We were exploring central Florida on a four-day expedition-style trip. We'd started on the east side of the peninsula and wheeled our way to the west. We'd explored sandy two-track and forest trails. We had a couple more days in our 4WDs and more sites to see.
After a chilly night camping at Holder Mine Campground we were back in the dirt on the Citrus Tract in the Withlacoochee State Forest. Temperatures were warming and the weather was near perfect.
We visited the ghost town of Kerr City in Marion County. The townsite was platted in 1884, but about 10 years later the inhabitants left the citrus-growing area after a devastating freeze destroyed much of the fruit and trees there. The main street, Beulah Avenue, provided a stage route from the St. Johns River to the city of Ocala. Today the town is privately owned and a number of the old buildings remain. The town once had a large hotel, general store, pharmacy, church, sawmill, numerous Victorian-style homes, and a post office.

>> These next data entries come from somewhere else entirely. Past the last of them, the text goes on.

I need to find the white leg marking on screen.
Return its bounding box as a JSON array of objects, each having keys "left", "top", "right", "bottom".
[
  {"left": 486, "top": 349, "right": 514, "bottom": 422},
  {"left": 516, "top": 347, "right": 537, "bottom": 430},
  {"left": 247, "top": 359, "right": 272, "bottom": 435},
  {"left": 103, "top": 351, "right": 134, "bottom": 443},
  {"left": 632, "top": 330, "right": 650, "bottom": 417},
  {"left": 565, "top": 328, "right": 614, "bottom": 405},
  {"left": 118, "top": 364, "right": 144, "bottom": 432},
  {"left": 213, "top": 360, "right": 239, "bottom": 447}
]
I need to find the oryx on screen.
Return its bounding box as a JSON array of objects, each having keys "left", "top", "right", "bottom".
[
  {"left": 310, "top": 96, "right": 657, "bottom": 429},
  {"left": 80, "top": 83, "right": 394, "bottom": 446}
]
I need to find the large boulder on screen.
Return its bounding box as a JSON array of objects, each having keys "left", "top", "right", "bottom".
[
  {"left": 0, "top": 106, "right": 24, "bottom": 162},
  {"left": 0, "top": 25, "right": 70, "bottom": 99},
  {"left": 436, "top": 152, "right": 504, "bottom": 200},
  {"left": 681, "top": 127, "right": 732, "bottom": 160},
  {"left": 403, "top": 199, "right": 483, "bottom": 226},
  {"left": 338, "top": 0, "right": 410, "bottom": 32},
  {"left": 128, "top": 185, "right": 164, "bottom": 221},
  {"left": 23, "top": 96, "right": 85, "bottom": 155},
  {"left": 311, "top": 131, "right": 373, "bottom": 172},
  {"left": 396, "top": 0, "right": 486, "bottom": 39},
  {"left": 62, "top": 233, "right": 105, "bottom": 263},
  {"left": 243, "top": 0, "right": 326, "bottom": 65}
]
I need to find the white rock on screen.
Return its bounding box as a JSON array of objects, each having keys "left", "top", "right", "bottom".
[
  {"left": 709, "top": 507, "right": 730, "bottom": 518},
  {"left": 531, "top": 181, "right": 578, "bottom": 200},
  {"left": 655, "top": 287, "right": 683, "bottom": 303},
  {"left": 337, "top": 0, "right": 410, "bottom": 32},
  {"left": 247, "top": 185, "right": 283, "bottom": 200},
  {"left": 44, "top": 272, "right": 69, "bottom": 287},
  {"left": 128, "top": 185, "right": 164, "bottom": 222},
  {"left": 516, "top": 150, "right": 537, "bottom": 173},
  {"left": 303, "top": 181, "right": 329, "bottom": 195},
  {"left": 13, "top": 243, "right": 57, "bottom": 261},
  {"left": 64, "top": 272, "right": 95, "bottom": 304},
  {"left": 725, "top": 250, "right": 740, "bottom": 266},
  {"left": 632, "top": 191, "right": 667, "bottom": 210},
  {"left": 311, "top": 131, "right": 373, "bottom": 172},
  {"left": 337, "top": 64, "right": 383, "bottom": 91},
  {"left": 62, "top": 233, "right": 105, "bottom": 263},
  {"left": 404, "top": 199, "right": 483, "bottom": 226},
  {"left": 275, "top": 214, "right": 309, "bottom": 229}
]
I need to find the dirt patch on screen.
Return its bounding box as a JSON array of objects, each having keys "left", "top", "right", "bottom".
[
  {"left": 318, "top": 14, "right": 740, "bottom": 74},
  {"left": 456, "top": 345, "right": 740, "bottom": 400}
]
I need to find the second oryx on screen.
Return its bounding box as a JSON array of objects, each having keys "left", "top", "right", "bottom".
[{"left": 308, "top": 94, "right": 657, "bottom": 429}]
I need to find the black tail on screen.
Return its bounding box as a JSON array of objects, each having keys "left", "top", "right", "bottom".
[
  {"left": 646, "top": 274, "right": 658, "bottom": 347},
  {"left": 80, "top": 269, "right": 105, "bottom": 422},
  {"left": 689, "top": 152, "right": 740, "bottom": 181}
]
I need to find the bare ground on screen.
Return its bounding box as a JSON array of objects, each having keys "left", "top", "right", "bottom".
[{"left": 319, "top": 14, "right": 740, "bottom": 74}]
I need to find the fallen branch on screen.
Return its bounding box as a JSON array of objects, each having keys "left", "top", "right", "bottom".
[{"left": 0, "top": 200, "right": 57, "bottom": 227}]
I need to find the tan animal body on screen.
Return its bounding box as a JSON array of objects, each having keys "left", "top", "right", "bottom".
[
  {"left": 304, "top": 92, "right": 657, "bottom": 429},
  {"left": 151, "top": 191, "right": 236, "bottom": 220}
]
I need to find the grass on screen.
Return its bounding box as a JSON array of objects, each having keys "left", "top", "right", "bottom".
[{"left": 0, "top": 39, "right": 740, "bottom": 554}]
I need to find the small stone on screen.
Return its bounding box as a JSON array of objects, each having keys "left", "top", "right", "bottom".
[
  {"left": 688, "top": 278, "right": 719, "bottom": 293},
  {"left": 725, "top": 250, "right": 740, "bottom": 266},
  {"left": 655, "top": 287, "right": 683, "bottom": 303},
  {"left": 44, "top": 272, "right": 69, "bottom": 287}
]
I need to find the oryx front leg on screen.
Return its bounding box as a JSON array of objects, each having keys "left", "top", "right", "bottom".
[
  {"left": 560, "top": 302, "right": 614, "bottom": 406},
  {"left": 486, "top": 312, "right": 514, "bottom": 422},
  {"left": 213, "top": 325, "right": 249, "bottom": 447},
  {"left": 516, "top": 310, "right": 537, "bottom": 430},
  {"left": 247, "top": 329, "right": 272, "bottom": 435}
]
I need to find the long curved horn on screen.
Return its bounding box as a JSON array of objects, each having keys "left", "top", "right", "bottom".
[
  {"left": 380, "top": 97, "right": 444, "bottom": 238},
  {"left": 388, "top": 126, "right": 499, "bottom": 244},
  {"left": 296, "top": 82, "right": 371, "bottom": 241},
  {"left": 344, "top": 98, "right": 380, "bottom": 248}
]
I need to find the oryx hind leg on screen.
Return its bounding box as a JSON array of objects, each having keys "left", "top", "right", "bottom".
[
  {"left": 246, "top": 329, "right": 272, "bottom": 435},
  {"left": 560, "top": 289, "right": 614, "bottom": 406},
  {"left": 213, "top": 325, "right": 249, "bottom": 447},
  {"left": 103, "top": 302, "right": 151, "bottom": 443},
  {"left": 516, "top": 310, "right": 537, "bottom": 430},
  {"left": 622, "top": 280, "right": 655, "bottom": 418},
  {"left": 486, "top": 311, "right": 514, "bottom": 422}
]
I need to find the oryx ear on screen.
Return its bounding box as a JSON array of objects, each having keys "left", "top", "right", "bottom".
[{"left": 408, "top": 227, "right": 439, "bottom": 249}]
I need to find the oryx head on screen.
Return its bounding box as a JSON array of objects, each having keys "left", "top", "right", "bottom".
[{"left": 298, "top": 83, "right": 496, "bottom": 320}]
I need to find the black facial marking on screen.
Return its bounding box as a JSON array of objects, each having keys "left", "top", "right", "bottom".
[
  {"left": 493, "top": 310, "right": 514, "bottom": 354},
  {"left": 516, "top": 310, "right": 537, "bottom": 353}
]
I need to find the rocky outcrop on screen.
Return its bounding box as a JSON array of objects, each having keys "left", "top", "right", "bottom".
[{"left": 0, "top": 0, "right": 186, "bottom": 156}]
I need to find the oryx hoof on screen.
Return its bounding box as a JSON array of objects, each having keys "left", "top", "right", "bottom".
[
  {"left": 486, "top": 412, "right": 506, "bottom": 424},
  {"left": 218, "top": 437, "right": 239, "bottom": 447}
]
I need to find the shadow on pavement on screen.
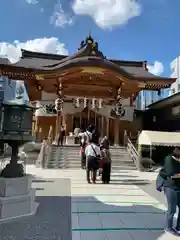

We continued to head west across the Florida Peninsula in Withlacoochee and stopped to explore several limestone caves a short hike into the forest. The caves had a number of access points, so we climbed and crawled our way into some underground rooms carved from rock.
The forest canopy provided a scenic backdrop and we found our way to the Croom Wildlife Management Area (WMA), where the hard-pack soil turned bright orange. We followed more dirt roads and off-road trails.
To this point, we hadn't encountered much in the way of mud on our trek, but that would soon change. We got into some of the mucky stuff and found deep ruts in the forest floor. Some of our rigs passed unassisted, while others found the need to pull winch cable or get tug assistance from one of the other drivers. We got everyone through and continued on to our final stretch of the trip. We crossed part of Richloam WMA where we found more water and soupy holes amongst pines, oaks, and cypress trees.
Over the four-day expedition we ventured from the east side of Florida towards the west and then turned south some distance, covering nearly 340 miles in all. We'd 'wheeled dirt, sand, and mud. We'd traveled some interesting backroads and explored some historic sites. Crossing Florida was a great trip with a great group of 'wheelers.